Sorry the following is not displayed correctly in the original post.
You can roughly assume one node per entity. There are some overhead nodes as well, but that's unlikely to be significant in the overall node count once you start talking thousands of entities.
Yes, increasing maxNodes to 10,000 will increase the number of hibernate objects. Whether you have enough memory to hold that many depends on how much memory you give your VM and how much data is in your entities. You have to try and find out. People certainly cache much larger numbers of entities than that; there's nothing magic about 5,000, it's just an example value.
Passivation is not recommended. Hibernate second level caching has never been tested with passivation because generally it makes no sense to use something else as a persistent store for something that's already in a production level RDBMS.

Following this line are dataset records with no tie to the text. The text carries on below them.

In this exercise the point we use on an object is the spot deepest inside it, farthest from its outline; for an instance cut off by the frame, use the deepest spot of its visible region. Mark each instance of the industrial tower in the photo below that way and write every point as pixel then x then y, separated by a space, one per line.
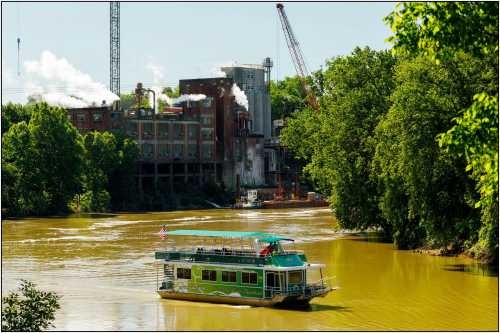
pixel 114 47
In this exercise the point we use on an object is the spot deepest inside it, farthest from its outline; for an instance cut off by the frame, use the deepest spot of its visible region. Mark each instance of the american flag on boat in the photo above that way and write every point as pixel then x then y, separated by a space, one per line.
pixel 163 232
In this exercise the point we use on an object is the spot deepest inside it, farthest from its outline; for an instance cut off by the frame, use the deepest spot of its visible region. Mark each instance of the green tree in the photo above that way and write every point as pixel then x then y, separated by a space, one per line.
pixel 338 141
pixel 44 162
pixel 424 189
pixel 440 30
pixel 101 160
pixel 29 309
pixel 475 135
pixel 122 181
pixel 287 97
pixel 13 114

Well, sometimes we see in production that the total number of objects cached is far more than what we defined for max node number in treecache.xml. We deploy hibernate session factory as mbean and turns on the session factory statistics so we can watch all the caching behavior. In one particular case, the max node in the treecache.xml is 30,000 but we saw the total objects cached is 97,000. The jvm eventually got outofmemory error and we had to restarted jboss. Althought this is rare case, we constantly observe that the total number objects cached outnumbers the max node number by a small amount.
Is this expected behavior? Why tree cache does not follow the max node that we defined?

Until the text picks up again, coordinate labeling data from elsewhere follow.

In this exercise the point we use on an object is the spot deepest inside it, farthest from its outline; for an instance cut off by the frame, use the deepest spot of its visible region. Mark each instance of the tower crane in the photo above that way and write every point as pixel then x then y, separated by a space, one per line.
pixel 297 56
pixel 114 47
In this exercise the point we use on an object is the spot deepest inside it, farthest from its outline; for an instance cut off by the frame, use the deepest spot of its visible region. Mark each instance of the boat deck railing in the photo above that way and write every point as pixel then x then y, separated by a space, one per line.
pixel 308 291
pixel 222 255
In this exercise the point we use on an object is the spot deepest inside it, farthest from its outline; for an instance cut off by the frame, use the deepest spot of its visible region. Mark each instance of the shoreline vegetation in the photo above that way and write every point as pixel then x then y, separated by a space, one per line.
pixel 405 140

Perhaps the eviction thread is not running frequently enough?
The maxNodes config is not a hard limit, i.e. the cache doesn't use the thread trying to insert node 30,001 to evict a node first in order to stay under the limit. There's a separate eviction thread (runs every 5 secs by default) that does it.
That said 97,000 versus a limit of 30,000 is a big difference.

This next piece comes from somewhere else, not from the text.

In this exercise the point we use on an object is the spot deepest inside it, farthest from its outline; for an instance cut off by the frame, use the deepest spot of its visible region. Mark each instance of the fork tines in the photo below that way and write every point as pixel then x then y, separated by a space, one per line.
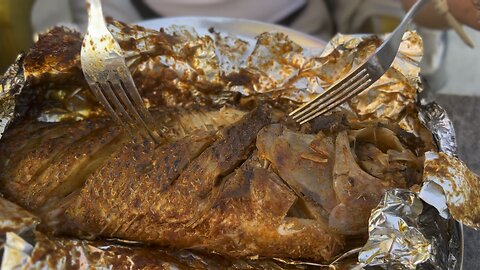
pixel 354 83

Just before the jvm got outofmemory error, we notice in the log many entries like this:
putNodeEvent(): eviction node event queue size is at 98% threshold value of capacity: 200000 You will need to reduce the wakeUpIntervalSeconds parameter.
Our wakeUpIntervalSeconds is set as 3 (seconds). I don't understand what the eviction node even queue is and why it can reach almost 200,000. Does it take memory or it just writes into file system? It is likely this eviction queue causes the outofmemory? Is there anything we can configure treecache or jboss to avoid outofmemory?
Thank you very much for your help.
P.S. We do have a jboss support license. But since jboss and redhat are merged, our login does not work anymore. We are working with redhat people to sort this out. In the meantime, I have to post our questions here.
The eviction event queue holds event objects that describe reads and writes to the cache. Those are used by the eviction handling code to determine which nodes to evict (e.g. what nodes are LRU).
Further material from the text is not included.